Regular Expression problem

Barry · Jul 30, 2007

Hello

Regex regex = new
Regex("((?<field>[^\",\r\n]+)|\"(?<field>([^\"]|\"\")+)\")(,|(?<rowbreak>\\r\\n|\\n|$))");

The above regualr expression return 24 fields instead of 42 for the record
below, it ignores empty fields like ,,,"Hello World",,,,,

1002,Jack,Wack,23772 East Rd,,Georgestown Twp,VA,48183,United
States,999-966-9735,Jack,Wack,23772 East Rd,,Georgtown Twp,VA,12283,United
States,519-966-9735,501,,Y,0,4/27/2007 15:04,5/10/2007
12:50,Shipped,,,,Regular Processing,,,,,,,,,,,

can some Regex expert help

TIA
Barry

Jesse Houwing · Jul 30, 2007

* Barry wrote, On 30-7-2007 12:22:

Hello

Regex regex = new
Regex("((?<field>[^\",\r\n]+)|\"(?<field>([^\"]|\"\")+)\")(,|(?<rowbreak>\\r\\n|\\n|$))");

The above regualr expression return 24 fields instead of 42 for the record
below, it ignores empty fields like ,,,"Hello World",,,,,

1002,Jack,Wack,23772 East Rd,,Georgestown Twp,VA,48183,United
States,999-966-9735,Jack,Wack,23772 East Rd,,Georgtown Twp,VA,12283,United
States,519-966-9735,501,,Y,0,4/27/2007 15:04,5/10/2007
12:50,Shipped,,,,Regular Processing,,,,,,,,,,,

can some Regex expert help

[^\",\r\n]+ in your Field definition requires at least one character in
to match (+ means one or more).
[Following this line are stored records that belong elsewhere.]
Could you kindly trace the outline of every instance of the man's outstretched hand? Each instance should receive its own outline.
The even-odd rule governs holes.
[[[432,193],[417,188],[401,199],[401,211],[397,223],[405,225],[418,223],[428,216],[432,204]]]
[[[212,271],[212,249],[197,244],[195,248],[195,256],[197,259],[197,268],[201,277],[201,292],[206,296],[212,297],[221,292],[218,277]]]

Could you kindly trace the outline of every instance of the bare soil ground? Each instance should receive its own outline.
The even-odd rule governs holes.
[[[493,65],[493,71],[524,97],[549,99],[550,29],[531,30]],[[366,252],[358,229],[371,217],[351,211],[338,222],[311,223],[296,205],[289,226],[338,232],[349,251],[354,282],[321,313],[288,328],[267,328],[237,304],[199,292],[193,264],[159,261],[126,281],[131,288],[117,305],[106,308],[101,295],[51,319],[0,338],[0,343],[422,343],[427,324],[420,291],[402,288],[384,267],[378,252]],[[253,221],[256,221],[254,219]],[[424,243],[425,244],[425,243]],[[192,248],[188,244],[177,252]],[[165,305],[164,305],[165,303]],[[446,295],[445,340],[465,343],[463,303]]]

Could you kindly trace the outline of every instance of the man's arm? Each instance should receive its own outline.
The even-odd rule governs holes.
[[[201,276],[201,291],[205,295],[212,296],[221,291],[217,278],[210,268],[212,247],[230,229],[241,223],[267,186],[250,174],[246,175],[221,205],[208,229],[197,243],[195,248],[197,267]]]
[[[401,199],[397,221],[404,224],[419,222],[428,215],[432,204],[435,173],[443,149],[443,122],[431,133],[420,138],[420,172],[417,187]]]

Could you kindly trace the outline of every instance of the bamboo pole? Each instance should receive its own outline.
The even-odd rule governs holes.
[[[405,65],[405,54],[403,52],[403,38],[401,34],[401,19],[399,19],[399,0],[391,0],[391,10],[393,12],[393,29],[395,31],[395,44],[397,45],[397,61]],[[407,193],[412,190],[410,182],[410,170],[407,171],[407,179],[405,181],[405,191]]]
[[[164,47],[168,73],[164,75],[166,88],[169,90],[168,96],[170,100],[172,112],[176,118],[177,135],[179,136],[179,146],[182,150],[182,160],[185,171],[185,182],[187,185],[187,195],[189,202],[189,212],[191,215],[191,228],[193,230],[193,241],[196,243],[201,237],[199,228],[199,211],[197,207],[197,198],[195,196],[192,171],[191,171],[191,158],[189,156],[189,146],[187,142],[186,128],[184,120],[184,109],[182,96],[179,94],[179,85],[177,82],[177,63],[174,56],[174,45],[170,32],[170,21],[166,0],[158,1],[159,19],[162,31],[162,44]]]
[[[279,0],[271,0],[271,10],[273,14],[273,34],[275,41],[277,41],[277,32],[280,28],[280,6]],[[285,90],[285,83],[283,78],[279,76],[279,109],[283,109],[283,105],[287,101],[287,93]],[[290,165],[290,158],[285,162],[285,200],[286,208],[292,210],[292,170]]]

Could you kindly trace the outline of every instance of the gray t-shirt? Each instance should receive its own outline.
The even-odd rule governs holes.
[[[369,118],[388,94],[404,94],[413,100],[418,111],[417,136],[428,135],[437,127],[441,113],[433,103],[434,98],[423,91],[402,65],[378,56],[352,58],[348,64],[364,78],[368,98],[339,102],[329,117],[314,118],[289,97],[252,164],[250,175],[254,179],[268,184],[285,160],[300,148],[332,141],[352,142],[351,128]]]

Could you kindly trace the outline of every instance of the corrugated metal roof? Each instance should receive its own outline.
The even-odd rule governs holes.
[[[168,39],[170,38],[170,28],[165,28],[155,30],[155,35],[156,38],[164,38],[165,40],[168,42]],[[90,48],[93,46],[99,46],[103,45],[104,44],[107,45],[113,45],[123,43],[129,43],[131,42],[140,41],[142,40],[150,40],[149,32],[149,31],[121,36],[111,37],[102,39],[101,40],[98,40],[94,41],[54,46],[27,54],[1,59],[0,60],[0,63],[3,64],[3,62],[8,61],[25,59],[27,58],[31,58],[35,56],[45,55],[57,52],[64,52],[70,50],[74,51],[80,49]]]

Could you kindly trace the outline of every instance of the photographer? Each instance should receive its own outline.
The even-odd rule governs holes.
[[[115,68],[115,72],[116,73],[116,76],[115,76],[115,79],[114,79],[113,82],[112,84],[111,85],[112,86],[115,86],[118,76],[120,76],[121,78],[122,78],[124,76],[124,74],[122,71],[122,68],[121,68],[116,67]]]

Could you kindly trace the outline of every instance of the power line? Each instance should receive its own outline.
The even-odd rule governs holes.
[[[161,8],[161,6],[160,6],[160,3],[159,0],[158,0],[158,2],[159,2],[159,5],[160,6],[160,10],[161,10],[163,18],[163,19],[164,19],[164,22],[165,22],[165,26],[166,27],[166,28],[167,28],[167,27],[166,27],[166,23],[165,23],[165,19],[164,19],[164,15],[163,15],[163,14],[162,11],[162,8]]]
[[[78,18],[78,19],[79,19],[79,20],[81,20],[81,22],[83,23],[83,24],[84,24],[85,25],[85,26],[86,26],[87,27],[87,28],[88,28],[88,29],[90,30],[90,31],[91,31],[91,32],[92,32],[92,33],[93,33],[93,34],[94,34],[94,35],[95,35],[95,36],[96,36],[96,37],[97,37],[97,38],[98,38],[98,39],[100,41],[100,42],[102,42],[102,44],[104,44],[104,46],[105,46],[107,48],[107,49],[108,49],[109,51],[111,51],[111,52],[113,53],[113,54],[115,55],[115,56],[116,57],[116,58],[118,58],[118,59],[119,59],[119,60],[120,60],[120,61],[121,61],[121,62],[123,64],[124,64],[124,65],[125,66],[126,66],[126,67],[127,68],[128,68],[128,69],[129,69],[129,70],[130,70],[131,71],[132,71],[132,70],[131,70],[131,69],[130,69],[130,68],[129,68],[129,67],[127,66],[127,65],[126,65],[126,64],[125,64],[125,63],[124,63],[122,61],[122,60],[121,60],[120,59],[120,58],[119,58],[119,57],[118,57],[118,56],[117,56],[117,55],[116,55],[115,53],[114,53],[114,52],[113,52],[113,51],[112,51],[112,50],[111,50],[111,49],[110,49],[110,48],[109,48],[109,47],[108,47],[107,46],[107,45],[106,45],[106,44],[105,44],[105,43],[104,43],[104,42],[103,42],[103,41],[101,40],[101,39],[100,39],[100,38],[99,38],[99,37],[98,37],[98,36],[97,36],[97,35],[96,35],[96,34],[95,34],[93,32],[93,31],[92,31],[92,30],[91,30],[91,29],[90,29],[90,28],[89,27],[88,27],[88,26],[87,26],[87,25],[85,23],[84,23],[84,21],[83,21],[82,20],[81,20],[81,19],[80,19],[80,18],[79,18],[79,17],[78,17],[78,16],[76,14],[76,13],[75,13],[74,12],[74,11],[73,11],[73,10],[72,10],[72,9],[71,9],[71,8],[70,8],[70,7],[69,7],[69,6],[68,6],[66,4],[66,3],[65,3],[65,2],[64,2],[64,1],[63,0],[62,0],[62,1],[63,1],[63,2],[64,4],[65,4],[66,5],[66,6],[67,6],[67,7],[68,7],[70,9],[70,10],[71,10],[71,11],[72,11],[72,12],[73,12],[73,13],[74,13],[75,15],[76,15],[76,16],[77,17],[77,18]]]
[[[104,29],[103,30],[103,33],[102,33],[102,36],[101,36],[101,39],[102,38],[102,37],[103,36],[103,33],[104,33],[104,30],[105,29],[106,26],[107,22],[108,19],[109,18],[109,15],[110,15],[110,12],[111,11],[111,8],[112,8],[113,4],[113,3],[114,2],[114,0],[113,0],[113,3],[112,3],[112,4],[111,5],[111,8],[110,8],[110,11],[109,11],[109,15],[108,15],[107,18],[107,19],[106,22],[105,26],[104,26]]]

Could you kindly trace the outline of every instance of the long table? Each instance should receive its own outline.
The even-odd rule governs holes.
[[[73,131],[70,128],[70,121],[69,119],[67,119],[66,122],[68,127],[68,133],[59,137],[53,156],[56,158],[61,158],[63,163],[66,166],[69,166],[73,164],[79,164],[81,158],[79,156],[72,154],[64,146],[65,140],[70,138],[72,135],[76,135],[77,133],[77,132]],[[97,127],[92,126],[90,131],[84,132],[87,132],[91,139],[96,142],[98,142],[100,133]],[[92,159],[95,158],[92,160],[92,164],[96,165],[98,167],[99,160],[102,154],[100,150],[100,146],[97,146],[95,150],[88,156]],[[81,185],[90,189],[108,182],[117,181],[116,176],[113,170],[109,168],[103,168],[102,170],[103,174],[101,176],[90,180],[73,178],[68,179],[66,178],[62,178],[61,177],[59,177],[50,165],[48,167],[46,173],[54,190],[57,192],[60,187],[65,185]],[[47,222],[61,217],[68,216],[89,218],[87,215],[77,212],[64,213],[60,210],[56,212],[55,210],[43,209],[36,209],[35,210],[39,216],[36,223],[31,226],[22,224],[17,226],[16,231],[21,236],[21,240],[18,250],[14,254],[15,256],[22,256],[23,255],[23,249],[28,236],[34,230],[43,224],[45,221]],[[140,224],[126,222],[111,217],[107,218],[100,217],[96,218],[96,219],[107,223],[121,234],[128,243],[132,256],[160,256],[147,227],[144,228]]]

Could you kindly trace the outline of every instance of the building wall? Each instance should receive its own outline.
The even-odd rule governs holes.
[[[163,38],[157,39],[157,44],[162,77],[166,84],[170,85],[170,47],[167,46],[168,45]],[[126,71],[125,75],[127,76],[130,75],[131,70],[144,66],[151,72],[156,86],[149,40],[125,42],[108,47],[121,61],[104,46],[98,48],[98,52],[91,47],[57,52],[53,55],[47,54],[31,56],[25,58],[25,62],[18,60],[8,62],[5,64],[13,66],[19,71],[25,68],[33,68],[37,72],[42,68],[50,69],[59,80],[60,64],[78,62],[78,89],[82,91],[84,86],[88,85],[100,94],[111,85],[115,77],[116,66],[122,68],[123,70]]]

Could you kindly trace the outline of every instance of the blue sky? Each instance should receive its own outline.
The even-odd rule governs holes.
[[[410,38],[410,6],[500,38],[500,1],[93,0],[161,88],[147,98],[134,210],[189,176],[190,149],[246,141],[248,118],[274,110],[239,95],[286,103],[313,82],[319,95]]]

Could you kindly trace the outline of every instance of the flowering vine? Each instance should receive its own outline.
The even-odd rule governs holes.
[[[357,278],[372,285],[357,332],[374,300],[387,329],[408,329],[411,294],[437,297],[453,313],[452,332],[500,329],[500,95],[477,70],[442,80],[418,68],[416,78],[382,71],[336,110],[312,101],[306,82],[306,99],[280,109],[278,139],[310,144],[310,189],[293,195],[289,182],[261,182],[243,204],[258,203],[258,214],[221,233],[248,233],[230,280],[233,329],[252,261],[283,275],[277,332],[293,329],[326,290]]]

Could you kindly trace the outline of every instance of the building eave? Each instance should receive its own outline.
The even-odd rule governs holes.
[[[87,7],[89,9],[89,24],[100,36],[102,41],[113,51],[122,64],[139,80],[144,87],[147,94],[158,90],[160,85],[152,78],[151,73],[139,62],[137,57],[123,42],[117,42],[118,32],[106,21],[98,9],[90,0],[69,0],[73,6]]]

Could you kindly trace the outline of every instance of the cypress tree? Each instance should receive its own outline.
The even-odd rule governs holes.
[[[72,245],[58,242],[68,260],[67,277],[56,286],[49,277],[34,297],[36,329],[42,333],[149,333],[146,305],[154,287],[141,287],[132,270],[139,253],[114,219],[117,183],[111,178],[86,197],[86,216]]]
Change this to * (zero or more) and
things should start working.

Regex regex = new
Regex("((?<field>[^\",\r\n]*)|\"(?<field>([^\"]|\"\")*)\")(,|(?<rowbreak>\\r\\n|\\n|$))");

From the regex it looks like you're trying to read multiple lines with
one Regex.Match call. This could become very expensive.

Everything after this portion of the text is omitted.